« Tournez, dadas, sans qu’il soit besoin
D’user jamais de nuls éperons
Pour commander à vos galops ronds :
Tournez, tournez, sans espoir de foin. »
Paul Verlaine.
2025 : Une nouvelle année frappe à la porte.
Comme d’habitude, nous allons échanger nos vœux de « bonne année » avec nos proches dans l’espoir que la lumière triomphera des obscurités de notre monde.
Devant tous ces nuages sombres qui s’accumulent année aprés année, nous avons le désir ardent que « ça » change, et pourtant nous savons bien, hélas, que « cela » continuera comme avant…mais de quoi parlons-nous ?

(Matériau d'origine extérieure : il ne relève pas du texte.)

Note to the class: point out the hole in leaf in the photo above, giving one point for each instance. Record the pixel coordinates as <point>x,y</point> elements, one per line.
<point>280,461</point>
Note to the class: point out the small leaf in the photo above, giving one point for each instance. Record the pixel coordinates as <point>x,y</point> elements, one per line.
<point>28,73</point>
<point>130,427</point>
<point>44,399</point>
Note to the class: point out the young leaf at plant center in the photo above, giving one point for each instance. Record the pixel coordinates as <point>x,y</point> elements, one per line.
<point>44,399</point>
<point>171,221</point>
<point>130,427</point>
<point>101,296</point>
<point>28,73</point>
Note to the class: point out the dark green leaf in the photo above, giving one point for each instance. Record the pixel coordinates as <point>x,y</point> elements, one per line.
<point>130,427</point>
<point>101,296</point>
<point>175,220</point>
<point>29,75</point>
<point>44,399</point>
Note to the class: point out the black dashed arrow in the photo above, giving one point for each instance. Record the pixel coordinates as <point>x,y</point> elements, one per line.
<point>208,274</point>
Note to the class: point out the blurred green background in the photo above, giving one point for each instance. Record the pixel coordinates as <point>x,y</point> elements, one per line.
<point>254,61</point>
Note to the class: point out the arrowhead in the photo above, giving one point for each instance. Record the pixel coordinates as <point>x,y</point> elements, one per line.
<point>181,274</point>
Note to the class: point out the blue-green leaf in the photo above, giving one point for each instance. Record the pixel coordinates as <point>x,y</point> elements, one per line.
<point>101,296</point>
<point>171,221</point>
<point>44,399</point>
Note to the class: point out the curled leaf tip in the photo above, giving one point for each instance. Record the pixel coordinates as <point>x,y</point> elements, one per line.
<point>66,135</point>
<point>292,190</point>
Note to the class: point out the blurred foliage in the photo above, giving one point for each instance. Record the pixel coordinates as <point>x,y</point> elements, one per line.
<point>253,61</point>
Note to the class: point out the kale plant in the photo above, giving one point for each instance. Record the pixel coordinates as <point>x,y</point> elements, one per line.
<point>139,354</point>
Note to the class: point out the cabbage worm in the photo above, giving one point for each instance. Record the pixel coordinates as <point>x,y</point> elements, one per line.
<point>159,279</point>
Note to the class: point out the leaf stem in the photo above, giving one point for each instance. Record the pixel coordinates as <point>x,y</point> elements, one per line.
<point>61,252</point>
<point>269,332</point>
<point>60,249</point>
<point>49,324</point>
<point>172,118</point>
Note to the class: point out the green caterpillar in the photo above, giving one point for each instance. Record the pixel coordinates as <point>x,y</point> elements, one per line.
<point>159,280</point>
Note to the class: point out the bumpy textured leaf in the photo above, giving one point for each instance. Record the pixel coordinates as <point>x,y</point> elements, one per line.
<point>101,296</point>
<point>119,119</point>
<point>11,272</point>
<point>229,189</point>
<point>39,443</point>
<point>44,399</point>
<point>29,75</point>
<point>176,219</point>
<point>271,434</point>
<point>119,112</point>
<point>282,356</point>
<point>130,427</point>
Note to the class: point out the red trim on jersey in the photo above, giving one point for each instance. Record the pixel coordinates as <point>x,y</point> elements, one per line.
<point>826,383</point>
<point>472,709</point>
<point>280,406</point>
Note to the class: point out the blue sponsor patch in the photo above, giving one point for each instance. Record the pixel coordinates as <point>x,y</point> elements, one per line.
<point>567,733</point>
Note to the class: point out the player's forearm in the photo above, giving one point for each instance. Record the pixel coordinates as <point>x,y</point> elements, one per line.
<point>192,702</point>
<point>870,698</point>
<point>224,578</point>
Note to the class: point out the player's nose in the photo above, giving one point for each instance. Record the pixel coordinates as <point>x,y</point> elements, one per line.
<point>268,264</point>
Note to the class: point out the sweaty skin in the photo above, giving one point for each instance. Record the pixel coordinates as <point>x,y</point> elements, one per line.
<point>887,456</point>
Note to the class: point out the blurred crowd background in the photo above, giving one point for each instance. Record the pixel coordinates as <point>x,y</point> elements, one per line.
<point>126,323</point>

D’année en année « Rien ne change », car nos actions pour l’essentiel tournent en rond au fil des jours, et l’actualité de notre monde ne fait qu’illustrer les travers irrémédiables de notre humanité qui s’approche dangereusement de l’abîme, en suivant une ligne droite qui semble immuable .
Toutes les nouvelles diverses que les flots du temps qui passe nous apportent ne semblent que des « variations sur un thème mégalomane » invariable, quelque soit l’instrument utilisé pour la mélodie.
A bien y regarder, l’actualité ne fait que confirmer la nature profondément figée de notre vie qui se cache derrière l’apparente variété des « faits divers », pas si divers que ça en raison de leur cause profonde commune…. Chacun, en permanence, tourne en rond sur lui-même autour de la source tumultueuse de ses sens, prisonnier de cet appétit de puissance qui guide la plupart de nos actes.
Notre humanité érige en permanence de nouvelles tours de Babel sur ordre de nos dirigeants, témoignages pathétiques de nos croyances en une puissance illusoire, et signe évident de notre refus d’accepter le caractère fragile et éphémère de notre vie.
Un tel aveuglement nourri cette peur sournoise qui nous harcèle sans répit: nous avons peur de la peur qui fait peur!
Chaque année, aux cotillons du nouvel an succède ce malaise qui pousse le monde actuel à se réfugier dans les bras de dictateurs déments que nous sollicitons de plus en plus fréquemment avec nos suffrages, avant qu’ils ne deviennent nos geôliers.
Serons-nous encore capables en 2025 d’un sursaut salvateur, de prendre conscience de nos faiblesses, de les accepter et d’apprendre à vivre avec, sans écouter les chants de Sirènes des imposteurs qui nous proposent d’illusoires protections qui nous emprisonnent ?
« Le jour baisse, il se fait tard » (Juges 19:9). Il est grand temps qu’en 2025 nous prenions (enfin !) conscience:
-Que notre liberté nécessite l’apprentissage de la maîtrise de nos pulsions et l’écoute attentive de cet enfant intérieur dont la voix est trop souvent étouffée par le brouhaha du monde.
-Que notre prison ne s’ouvre que de l’intérieur, et que ceux qui se présentent à l’extérieur de notre être comme des libérateurs nous vendent une protection illusoire, et sont des voleurs de nos libertés qui profitent de notre aveuglement pour nous contrôler afin de satisfaire leurs propres pulsions de puissance, dont ils sont les pitoyables esclaves.
Le monde n’est jamais que le macrocosme de nos microcosmes.
Les dictateurs qui prolifèrent et fracturent notre monde en nous opposant les uns aux autres, ne sont que la cristallisation dans le monde réel de nos fausses illusions de protection. Nous sommes des êtres vulnérables et nous ne pouvons exercer notre liberté qu’en respectant notre belle fragilité.
Faisons taire le dictateur en nous, si nous ne voulons pas le retrouver devant nous, afin que nos bulletins de vote ne concrétisent pas nos peurs dans le monde réel. !
Cĥérissons en nous cet enfant fragile et aimant que nous n’avons jamais cessé d’être au plus intime de nous-même, et l’année 2024 respirera la vie avec ses joies et ses moments difficiles, car ce sera notre vie.